In what might amount to a ceremonial undertaking, the Democrat-controlled House approved a measure that would suspend the nation’s debt ceiling through December 2022. The bill will now head to the Senate, where Republicans have uniformly pledged to require Democrats to pass debt ceiling legislation alone. The bill requires the support of at least 10 Republicans in order to meet the 60-vote threshold required for passage.
“The debt limit has long been a bipartisan issue,” House Speaker Nancy Pelosi (D-Calif.) said on the floor of the House. “And you could talk about times when Democrats or Republicans voted against it in part. But it’s very hard to find a time when they said: ‘My vote will take down the debt limit.’ Democrats have never done that.”

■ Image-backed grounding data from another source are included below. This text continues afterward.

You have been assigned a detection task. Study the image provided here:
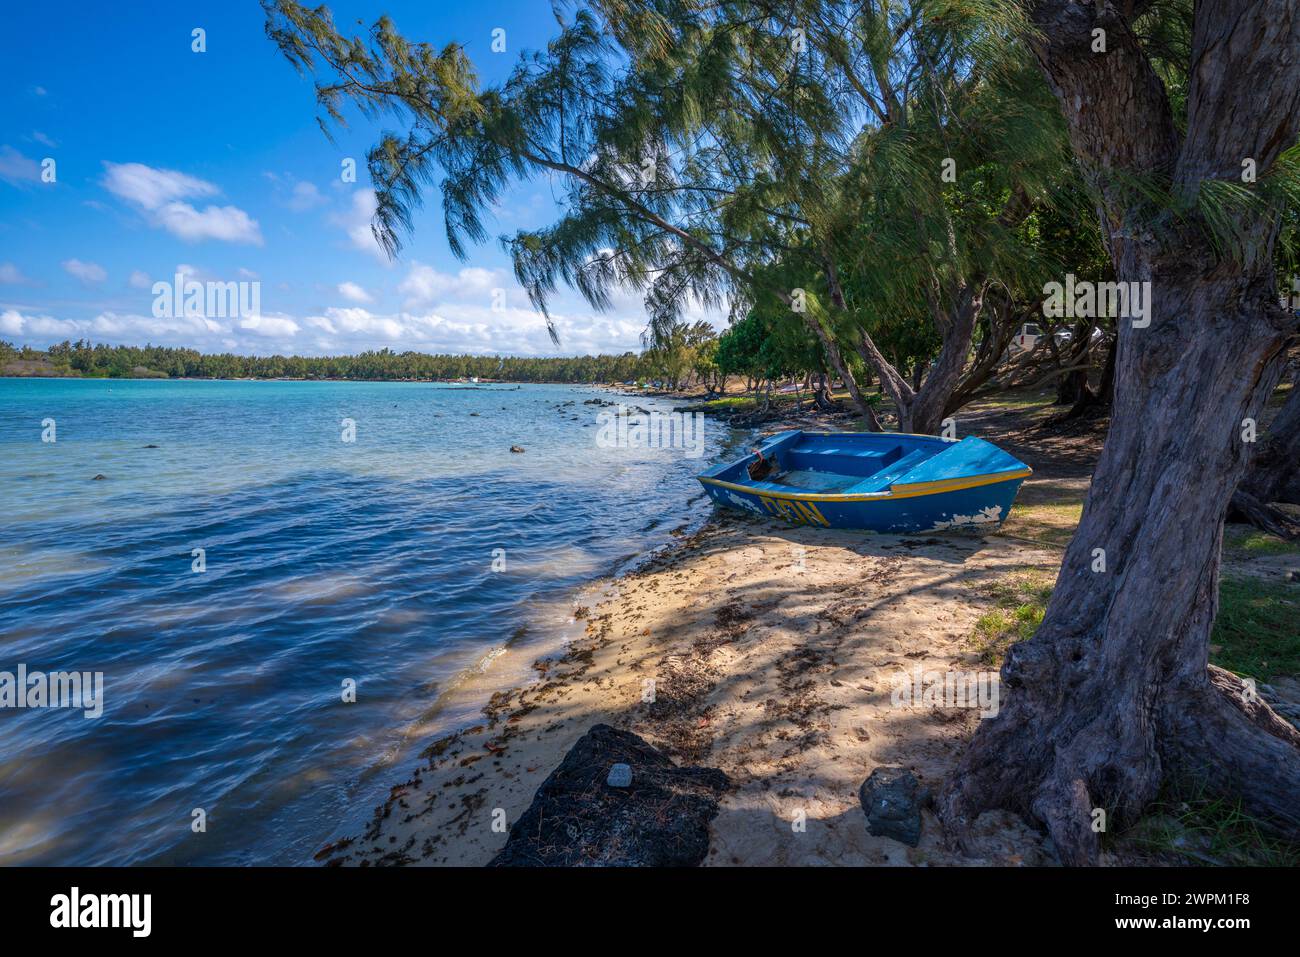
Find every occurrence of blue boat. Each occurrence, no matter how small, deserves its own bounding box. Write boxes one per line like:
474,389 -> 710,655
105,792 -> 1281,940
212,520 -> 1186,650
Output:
697,430 -> 1031,532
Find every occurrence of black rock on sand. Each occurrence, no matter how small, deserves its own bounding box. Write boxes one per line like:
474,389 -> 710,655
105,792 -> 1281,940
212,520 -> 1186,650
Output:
858,766 -> 926,847
489,724 -> 729,867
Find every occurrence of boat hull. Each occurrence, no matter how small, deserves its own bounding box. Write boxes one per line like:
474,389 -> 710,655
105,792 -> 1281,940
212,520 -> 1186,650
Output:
700,473 -> 1026,532
696,430 -> 1030,532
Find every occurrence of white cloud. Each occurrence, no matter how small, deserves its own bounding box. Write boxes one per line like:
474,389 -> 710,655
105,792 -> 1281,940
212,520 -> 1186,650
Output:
398,263 -> 499,308
286,180 -> 326,212
337,281 -> 373,304
102,162 -> 217,209
31,131 -> 57,149
128,269 -> 151,289
0,146 -> 41,186
332,190 -> 388,262
156,202 -> 262,244
0,262 -> 29,284
91,311 -> 223,338
0,298 -> 652,357
102,161 -> 262,245
1,308 -> 81,338
298,302 -> 645,356
62,259 -> 107,283
2,308 -> 230,348
238,313 -> 300,337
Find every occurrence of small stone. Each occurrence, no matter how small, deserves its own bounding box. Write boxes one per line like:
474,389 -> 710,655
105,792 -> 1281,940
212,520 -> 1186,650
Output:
92,474 -> 107,480
510,445 -> 525,453
606,763 -> 632,788
859,766 -> 924,847
1287,569 -> 1300,583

Rep. Kevin Brady (R-Texas) told the House that Democrats were to blame for not including Republicans in debt or spending discussions:
Today’s debt ceiling issue is a political and economic crisis of the Democrats’ own making. They have known for two years this day was coming. They never even bothered to draft a budget for the government much less pass it. They never lifted a finger to start the bipartisan discussions on how to raise the debt ceiling while addressing America’s exploding national debt.
The bill passed 219-212, with just three Congressmen breaking party rank. Rep. Adam Kinzinger (R-Ill.) voted in favor of the bill while Rep. Kurt Schrader (D-Ore.) and Rep. Jared Golden (D-Maine) voted against.
This marks the second time in a week that the House has passed a bill that would raise the debt ceiling.
Earlier in the week, Republicans in the Senate used a procedural vote to kill H.R. 5305, which would have suspended the nation’s debt ceiling in a manner similar to the latest bill. Alternatively, the bill could be passed via reconciliations, which would require only a simple majority to pass, but House Democrats have bristled at that idea as they fear unrelated amendments could be added to the bill.
Secretary of Treasury Janet Yellen has implored Congress to raise the debt ceiling for weeks and warns that without action the nation will hit its spending limit on Oct. 18. On Tuesday, she penned a letter to both houses of Congress, her second in a month, and restated her desire that the debt ceiling be raised now:
[It] is important to remember that estimates regarding how long our remaining extraordinary measures and cash may last can unpredictably shift forward or backward. This uncertainty underscores the critical importance of not waiting to raise or suspend the debt limit. The full faith and credit of the United States should not be put at risk.”